Scalable System Software for Parallel Programming

PI Robert Latham, Argonne National Laboratory
Project Description

The Scalable Systems Software for Parallel Programs (SSSPP) project aims to improve the software environment for leadership-class applications through programming models, high-performance I/O, and analysis. In all three areas, researchers are exploring ways to make the existing software environment more productive for computational scientists.

For example, researchers deployed the Darshan lightweight trace tool on IBM Blue Gene/Q computers Vesta and Mira, to collect I/O statistics for significant fractions of the machines. The resultant logs will help generate and validate models of typical leadership-class I/O workloads.

While current work has focused on applications for petascale systems, initial evaluations have begun on future exascale designs through the performance of million-node simulations of network topologies. The massively parallel ROSS event simulator scales to significant fractions of Mira, and allows for the evaluation of future designs by using current hardware. Exascale designs will require fault tolerance, resilience, and power-aware approaches in system software. This research will explore that design space with projects like fault tolerant message passing interface MPI (MPIXFT), multi-level checkpointing (FTI), and power-aware monitoring (MonEQ).

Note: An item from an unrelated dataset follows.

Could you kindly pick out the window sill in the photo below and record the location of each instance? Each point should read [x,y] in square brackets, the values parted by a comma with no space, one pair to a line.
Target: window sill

Working with IBM, SSSPP collaborators identified areas for improvement in the MPI library that was installed on Blue Gene/Q computers. The development of a "community edition" of the MPI library, while not officially supported by IBM, will provide MPI-3 features, improved I/O performance, and better scalability for several important MPI routines.

Analysis and visualization efforts helped to develop a new parallel algorithm for computing Delaunay and Voronoi tessellations, which convert discrete point data into a continuous field. Demonstrating both correctness and scalability, the approach suggests that answers can be more readily accessed, and computing resources can produce more science.